QUALIFIED DOMESTIC RELATIONS ORDERS (QDROs): THE BASICS
In most cases, there are retirement plans that must be divided between spouses following divorce. When the retirement plans are employer-sponsored retirement plans, typically a Qualified Domestic Relations Order (QDRO) is required in order to accomplish the division. Some basic components of QDROs include:
1. Participant: The employee that has an interest (i.e., participates) in a given retirement plan. All QDROs will require the Participant’s name, address, date of birth, and social security number. Given that dissolution of marriage matters are public records, most employers now recognize the restrictions of having such information in the Court’s file and, therefore, allow for a separate information sheet, which is not filed with the Court, to be submitted with the QDRO.
2. Alternate Payee: The former spouse that will receive a portion of the Participant’s interest in a given retirement plan. Again, all QDROs will require the Alternate Payee’s name (the maiden or former name should be set forth if it was changed as part of the divorce), address, date of birth, and social security number, which should be set forth on a separate information sheet.
3. Plan Administrator: Approves the QDRO and administers the plan. Further, the administrator fulfills and effectuates the terms of the QDRO. The “qualification” of the QDRO by the administrator is done after the order is entered – following the divorce. Once a QDRO is determined to be qualified by the administrator, then the administrator must effectuate the terms.
4. Certified Copy: Once the QDRO is entered by the Court, a certified copy of the QDRO must be provided to the administrator. If they do not receive it, then they will not be under an obligation to effectuate the terms therein regardless of what is in the Court’s file.
Options for Division of Retirement Plans:
In general, there are two types of qualified retirement plans, defined contribution and defined benefit plans.
Common ways to divide defined contribution plans (e.g. 401(k) and savings plans) include division expressed as a dollar amount or based upon a percentage. In both cases the division should be “as of” a specific date and, to account for market fluctuation, the QDRO should state if the amount divided will include investment earnings or losses.
Sometimes the Participant will have taken a loan against his or her defined contribution plan.
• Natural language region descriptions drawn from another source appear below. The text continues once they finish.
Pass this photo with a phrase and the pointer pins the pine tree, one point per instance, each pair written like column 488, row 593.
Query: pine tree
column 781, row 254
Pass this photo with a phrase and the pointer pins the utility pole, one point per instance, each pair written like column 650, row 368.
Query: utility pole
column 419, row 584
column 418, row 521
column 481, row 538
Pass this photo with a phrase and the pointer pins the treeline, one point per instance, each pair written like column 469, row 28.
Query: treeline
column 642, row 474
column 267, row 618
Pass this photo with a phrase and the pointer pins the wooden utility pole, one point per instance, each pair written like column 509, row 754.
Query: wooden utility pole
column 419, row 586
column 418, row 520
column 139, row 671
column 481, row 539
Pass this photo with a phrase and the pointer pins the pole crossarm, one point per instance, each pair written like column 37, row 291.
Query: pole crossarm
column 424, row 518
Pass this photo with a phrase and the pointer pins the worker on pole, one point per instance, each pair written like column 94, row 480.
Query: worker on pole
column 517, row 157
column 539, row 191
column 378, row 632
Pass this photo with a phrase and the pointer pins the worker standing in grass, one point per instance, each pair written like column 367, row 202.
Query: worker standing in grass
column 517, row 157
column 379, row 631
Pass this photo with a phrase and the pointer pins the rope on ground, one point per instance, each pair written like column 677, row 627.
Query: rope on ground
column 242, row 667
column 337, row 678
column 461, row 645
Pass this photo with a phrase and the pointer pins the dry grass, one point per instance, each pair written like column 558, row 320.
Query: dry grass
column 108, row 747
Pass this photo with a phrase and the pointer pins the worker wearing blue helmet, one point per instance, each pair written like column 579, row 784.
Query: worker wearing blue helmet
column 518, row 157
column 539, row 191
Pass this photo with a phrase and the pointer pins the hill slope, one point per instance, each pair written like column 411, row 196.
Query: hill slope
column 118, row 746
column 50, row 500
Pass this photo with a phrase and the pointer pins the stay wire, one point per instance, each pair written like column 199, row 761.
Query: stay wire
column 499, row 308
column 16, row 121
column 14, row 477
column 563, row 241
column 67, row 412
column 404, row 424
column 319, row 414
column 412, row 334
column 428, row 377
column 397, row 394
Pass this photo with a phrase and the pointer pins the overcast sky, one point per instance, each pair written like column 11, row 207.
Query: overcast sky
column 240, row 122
The QDRO should state whether any outstanding loan balance will be taken into account in dividing a benefit if the Alternate Payee is to receive a percentage of the Participant’s interest.
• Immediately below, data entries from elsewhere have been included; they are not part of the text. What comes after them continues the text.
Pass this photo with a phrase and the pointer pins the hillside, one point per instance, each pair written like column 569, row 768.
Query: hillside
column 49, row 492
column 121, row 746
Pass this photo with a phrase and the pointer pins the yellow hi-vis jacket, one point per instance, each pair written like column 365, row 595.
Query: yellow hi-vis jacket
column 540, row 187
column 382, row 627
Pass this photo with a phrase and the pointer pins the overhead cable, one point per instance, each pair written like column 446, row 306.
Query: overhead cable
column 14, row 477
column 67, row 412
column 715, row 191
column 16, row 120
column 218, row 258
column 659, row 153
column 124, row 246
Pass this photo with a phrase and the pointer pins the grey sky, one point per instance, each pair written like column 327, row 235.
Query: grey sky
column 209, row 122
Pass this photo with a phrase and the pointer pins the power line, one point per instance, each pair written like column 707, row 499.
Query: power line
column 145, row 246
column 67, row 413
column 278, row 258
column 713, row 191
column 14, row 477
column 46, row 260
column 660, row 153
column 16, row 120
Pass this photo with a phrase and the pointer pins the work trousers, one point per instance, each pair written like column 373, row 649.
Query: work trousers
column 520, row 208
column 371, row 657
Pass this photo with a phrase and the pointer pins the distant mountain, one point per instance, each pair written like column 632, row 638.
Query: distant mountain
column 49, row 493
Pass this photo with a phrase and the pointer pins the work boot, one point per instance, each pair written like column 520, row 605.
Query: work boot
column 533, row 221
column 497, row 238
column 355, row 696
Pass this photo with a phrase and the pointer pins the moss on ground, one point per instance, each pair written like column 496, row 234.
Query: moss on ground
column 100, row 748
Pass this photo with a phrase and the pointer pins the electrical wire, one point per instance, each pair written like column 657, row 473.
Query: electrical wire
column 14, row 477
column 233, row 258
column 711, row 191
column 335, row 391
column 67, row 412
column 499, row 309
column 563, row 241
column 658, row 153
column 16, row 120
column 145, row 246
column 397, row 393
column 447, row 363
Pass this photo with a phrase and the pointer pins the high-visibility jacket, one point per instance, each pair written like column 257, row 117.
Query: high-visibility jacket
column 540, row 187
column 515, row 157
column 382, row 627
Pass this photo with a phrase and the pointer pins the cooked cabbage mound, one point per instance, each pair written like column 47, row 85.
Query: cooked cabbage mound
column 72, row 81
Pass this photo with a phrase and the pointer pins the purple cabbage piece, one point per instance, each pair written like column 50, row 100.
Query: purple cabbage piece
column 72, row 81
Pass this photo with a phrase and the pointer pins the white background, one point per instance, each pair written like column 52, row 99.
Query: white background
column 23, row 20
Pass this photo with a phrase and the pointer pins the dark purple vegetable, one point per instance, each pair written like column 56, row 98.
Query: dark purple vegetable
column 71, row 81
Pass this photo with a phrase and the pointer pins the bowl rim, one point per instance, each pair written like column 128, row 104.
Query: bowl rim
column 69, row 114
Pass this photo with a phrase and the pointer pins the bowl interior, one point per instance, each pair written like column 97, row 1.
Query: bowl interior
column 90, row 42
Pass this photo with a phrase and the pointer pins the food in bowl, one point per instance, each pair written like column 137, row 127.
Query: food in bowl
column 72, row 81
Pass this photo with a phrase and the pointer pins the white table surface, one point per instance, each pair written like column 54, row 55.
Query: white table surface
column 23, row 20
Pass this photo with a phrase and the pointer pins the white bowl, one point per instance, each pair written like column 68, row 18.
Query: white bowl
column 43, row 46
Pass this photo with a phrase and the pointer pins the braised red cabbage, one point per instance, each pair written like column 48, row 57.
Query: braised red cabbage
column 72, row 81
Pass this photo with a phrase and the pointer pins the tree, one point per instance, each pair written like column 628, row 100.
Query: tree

Common ways to divide defined benefit plans (e.g. pensions and annuities) include a fixed or formula approach.
A fixed approach provides for the Alternate Payee to receive a portion of the Participant’s accrued benefit (not necessarily fifty percent) as of a specific date (not necessarily the date of the divorce). It is also possible to provide a specific dollar amount, but this should not be done except for in very specific situations.
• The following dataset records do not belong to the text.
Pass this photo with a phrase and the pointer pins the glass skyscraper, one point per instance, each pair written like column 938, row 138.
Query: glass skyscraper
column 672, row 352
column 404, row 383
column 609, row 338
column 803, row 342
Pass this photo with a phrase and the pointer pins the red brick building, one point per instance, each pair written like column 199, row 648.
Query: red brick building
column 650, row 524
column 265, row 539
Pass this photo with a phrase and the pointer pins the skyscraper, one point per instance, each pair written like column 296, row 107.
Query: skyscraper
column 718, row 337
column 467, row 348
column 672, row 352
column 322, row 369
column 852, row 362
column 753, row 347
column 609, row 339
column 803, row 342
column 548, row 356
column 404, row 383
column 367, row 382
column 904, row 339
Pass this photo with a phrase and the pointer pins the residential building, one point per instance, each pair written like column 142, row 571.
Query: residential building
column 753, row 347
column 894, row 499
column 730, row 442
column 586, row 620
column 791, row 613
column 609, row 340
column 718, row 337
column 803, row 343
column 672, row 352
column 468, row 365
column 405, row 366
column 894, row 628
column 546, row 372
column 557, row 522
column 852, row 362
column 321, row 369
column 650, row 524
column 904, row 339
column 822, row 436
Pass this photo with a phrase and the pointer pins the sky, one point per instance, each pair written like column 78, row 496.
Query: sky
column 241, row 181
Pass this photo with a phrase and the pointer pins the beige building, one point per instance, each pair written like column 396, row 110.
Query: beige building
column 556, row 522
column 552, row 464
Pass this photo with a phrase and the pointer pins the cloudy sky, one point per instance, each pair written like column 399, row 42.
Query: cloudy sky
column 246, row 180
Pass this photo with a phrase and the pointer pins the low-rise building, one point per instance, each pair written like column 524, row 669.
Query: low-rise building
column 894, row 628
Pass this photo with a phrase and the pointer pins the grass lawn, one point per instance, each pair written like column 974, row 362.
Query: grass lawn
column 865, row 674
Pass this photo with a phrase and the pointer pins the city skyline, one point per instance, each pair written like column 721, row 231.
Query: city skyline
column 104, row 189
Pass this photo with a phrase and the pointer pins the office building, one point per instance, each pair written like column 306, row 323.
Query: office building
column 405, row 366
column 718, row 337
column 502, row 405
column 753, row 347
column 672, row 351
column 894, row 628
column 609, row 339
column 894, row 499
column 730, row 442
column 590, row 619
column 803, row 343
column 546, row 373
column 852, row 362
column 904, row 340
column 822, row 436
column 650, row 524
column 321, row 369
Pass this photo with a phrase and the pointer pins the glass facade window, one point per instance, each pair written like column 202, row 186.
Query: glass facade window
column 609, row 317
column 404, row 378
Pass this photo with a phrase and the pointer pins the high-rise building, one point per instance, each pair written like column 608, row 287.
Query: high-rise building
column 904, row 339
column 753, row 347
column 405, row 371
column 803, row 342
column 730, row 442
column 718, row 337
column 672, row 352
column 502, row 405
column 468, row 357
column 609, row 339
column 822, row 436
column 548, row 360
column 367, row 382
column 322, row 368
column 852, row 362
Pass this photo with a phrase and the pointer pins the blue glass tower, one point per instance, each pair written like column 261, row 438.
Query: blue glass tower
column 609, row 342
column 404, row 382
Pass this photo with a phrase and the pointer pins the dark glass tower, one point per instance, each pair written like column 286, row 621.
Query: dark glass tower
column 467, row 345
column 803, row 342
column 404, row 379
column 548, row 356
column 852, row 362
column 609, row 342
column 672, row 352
A formula approach provides for the Alternate Payee receive a percentage of only the portion of the Participant’s total accrued benefit at actual retirement that was accrued during the marriage. To do this, the Participant’s total accrued benefit is multiplied by a fraction, the numerator of which is the number of years of accrued benefits during the parties’ marriage and the denominator is the Participant’s total years of accrued benefits. This method is sometimes referred to as the “fractional” or “coverture” method. By using the formula approach, the Participant’s pre and post-marital property is not shared with the Alternate Payee. At the same time, the Alternate Payee is able to share in increased benefits due to years of service (in some cases higher pension benefits may be realized by the Participant as a result of building upon years of service that were accumulated during the marriage – not necessarily contribution).